El síndrome Artemisia

ARTÍCULOS DE OCASIÓN

Es una idea recurrente entre escritores y cineastas. El pavor a contar algo en sus ficciones que con el tiempo se transforme en real. No es esa vana tontería de haber predicho una catástrofe, sino algo más íntimo y personal. En los últimos meses, con la pandemia sanitaria, saltaron muchos ejemplos de autores que habían descrito sucesos similares, algunos con perspicacia, otros con la afición por lo apocalíptico. Poco importa porque pretender que la ficción es una competición entre profetas es de bobos. La ficción es una pata de la realidad. Como toda imaginación y todo sueño, se activa de una manera que no requiere una lógica temporal. Pero lo que intriga a los autores son los episodios personales de anticipación. Alguien narra el suicidio de un protagonista y, años después, el mismo autor se suicida. Alguien cuenta una enfermedad y termina por padecerla. Alguien relata con detalle un accidente y, tras algún tiempo, le sucede a él mismo. A este pavor, consustancial a todos los fabricantes de ficción, se le podría llamar ‘el síndrome Artemisia’. La pintora Artemisia Gentileschi, hoy por fin reivindicada, pintó unos de sus cuadros más aclamados con apenas diecisiete años. Se trataba de una versión de la famosa escena bíblica de Susana y los viejos, en la que una joven es violada por adultos. Un año después de pintar este cuadro, la propia Artemisia fue violada en su estudio por Agostino Tassi, amigo artista de su padre, el también pintor Orazio Gentileschi.

La lista de sucesos similares es inacabable en la historia del arte y la creación. Todo novelista tiene pequeños incidentes que le hacen pensar en que existe una corriente invisible entre lo que se atreve a describir y lo que le sucede. Todos ellos están acostumbrados a utilizar la propia experiencia en la fabricación de las ficciones, ¿pero están preparados para que lo imaginado se convierta en real? ¿Acaso alguien lo está? ¿Y cómo actuar si uno comienza a padecer la superstición de que si escribe algo determinado se convertirá en real? Resulta desasosegante, pero, al fin y al cabo, si Scott Fitzgerald escribió El gran Gatsby antes de ser él mismo un crepuscular juguete roto caído desde el esplendor de los tiempos pasados, podría ser un buen ejemplo del caso. Y hay estudiosos que afirman que Hemingway, al oscilar en sus ficciones entre el riesgo y la muerte, señalaba que su destino sería volarse la tapa de los sesos. Stephen King, que entre otros terrores cotidianos contó que un coche podía tener maldad propia y asesinar a la gente, resultó un día atropellado brutalmente mientras paseaba por Maine. Detrás de todo relato se esconde un valor profético, concluyen algunos.

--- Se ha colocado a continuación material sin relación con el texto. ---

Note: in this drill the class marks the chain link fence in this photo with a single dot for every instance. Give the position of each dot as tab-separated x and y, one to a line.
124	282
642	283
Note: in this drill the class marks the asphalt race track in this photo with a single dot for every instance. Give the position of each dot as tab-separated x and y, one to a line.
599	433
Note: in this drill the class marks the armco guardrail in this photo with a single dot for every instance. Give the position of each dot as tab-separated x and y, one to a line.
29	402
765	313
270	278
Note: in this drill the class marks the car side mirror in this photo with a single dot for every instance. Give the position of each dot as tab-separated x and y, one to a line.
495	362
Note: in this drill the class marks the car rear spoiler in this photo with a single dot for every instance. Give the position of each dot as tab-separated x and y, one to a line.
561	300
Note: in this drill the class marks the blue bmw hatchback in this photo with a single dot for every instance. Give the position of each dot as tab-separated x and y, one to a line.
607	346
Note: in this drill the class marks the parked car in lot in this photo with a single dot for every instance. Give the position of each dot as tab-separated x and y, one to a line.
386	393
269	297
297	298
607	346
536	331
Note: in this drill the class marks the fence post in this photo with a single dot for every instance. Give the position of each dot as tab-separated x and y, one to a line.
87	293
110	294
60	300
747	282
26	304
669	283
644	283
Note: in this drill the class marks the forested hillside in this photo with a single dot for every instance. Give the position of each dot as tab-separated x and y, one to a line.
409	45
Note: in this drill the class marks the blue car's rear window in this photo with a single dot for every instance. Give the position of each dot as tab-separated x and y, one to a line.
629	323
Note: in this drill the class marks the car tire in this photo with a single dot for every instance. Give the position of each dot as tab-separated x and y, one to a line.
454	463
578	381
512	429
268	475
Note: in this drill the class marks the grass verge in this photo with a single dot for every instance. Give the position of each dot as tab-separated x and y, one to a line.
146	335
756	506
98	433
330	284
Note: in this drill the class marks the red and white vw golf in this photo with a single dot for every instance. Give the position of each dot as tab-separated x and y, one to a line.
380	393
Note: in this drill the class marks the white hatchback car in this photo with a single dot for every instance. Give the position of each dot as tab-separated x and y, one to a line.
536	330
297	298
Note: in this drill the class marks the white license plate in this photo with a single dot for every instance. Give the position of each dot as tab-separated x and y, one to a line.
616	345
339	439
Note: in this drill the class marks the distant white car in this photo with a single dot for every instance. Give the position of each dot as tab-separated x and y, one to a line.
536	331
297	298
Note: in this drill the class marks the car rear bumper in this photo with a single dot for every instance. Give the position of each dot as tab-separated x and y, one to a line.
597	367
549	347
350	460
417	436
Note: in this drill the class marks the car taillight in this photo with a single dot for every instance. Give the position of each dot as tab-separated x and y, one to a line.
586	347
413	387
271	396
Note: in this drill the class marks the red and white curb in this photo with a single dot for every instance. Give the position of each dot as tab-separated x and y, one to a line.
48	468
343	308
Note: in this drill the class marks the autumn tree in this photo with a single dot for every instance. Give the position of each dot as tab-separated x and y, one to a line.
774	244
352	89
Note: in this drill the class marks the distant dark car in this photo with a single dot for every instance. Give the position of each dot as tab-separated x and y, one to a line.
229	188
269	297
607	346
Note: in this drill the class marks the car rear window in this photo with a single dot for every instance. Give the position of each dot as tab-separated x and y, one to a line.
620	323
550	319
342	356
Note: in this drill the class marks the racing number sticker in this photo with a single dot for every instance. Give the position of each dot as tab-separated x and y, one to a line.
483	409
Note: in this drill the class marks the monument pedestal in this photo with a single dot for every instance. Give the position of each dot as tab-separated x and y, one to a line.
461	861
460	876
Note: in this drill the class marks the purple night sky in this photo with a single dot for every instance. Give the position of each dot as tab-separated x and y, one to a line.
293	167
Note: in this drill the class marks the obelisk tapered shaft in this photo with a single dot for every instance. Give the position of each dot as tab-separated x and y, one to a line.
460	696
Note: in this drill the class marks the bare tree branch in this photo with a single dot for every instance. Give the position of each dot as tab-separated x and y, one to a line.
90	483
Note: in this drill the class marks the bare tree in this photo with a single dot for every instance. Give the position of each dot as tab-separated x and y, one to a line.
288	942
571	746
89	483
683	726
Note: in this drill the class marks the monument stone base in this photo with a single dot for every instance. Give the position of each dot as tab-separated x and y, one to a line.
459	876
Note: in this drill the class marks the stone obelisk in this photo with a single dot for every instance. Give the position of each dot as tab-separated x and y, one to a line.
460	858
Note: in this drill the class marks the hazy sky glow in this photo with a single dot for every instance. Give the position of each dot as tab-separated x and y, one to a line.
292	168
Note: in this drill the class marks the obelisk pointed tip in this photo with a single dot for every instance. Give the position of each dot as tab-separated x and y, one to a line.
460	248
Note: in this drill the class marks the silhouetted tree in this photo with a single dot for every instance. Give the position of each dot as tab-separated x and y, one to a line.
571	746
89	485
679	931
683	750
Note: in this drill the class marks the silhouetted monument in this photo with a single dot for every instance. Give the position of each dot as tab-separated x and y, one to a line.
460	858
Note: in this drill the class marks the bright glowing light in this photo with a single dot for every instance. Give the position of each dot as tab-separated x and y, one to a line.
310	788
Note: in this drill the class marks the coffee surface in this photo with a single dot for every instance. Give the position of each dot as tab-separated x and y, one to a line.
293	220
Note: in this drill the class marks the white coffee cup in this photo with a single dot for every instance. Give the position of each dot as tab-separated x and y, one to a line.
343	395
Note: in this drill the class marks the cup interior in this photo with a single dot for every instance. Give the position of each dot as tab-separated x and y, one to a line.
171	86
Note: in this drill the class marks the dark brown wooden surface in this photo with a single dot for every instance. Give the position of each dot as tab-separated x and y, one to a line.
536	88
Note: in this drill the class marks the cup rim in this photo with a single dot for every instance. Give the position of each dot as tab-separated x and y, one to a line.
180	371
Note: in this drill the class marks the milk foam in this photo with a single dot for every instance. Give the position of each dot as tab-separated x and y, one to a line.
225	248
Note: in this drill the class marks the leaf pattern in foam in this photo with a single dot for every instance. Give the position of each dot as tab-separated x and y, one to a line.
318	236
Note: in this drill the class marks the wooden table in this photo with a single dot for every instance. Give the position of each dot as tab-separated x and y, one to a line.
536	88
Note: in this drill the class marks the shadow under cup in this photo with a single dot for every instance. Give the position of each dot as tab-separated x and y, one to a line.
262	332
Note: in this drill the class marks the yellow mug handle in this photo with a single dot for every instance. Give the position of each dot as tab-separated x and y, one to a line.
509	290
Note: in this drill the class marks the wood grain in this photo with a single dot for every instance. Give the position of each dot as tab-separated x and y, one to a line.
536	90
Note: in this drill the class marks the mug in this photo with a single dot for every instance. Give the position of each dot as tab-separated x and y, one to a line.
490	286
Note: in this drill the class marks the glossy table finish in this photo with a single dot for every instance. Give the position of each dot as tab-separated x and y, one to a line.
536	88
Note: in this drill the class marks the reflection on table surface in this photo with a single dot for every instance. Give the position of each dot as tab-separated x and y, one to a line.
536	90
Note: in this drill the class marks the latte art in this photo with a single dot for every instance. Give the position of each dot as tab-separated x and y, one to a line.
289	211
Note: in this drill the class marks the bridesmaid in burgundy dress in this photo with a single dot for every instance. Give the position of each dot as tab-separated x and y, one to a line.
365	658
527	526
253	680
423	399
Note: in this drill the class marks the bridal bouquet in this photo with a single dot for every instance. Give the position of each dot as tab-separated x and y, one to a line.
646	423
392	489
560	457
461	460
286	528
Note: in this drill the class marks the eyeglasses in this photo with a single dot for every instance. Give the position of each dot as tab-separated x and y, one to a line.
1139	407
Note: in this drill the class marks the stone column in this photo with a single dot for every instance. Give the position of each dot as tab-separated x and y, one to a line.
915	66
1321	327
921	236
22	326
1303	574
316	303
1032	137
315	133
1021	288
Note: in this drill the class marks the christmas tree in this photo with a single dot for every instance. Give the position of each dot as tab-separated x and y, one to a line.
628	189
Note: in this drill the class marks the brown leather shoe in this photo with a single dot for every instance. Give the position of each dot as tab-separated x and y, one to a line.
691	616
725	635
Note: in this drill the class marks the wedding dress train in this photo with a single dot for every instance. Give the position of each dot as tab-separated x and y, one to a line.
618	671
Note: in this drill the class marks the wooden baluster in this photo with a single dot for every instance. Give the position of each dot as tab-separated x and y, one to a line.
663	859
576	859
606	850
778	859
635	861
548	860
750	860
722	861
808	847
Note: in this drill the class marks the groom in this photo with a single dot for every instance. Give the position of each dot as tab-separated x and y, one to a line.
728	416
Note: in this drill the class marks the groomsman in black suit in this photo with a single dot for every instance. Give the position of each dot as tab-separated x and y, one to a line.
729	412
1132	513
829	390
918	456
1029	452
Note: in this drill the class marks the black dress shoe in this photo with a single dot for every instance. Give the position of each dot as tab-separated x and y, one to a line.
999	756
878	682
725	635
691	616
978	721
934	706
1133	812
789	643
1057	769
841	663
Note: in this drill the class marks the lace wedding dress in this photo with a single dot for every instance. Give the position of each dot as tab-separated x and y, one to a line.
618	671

Sin embargo, la respuesta es más sencilla que todo eso. Un escritor no escribe de otra cosa que de sus miedos. Los miedos no se introducen en nosotros por otro camino que el del cerebro imaginativo, que acumula datos y experiencias que le son cercanas y familiares. Nuestra capacidad de proyectar es inmensa, pues a lo que sucede le añadimos en cascada las mil y una posibilidades distintas de desarrollarse. Las profecías autocumplidas funcionan de ese mismo modo, se especula tanto con un asunto amenazante que de alguna manera lo asumes y comienzas a gestionarlo incluso antes de que suceda. ‘Ponerse en lo peor’ es una expresión habitual en nuestro lenguaje. Habla de esa capacidad de autoprotección para experimentar el daño antes de que suceda. Las personas detestamos lo imprevisible porque carece de lógica, nos resulta demoledor, pero todo aquello que guarda un orden narrativo nos calma. De ese elemento procede el origen de la ficción, que en ocasiones responde a un deseo de ordenar el sinsentido de la vida. A los niños les gustan los relatos de miedo porque les sirven para dar rienda suelta a sus pavores secretos y aprender a manejarlos. De adultos, no dejamos de utilizar el mismo mecanismo. Y, sin necesidad de lógica, la angustia ante el porvenir puede dar pie a un gran poema, al descubrimiento de una vacuna o a un cuadro memorable. Predecimos lo que nos va a pasar porque es harto probable que nos pase. No existe el talento profético, lo que existe es la expresión artística del propio miedo.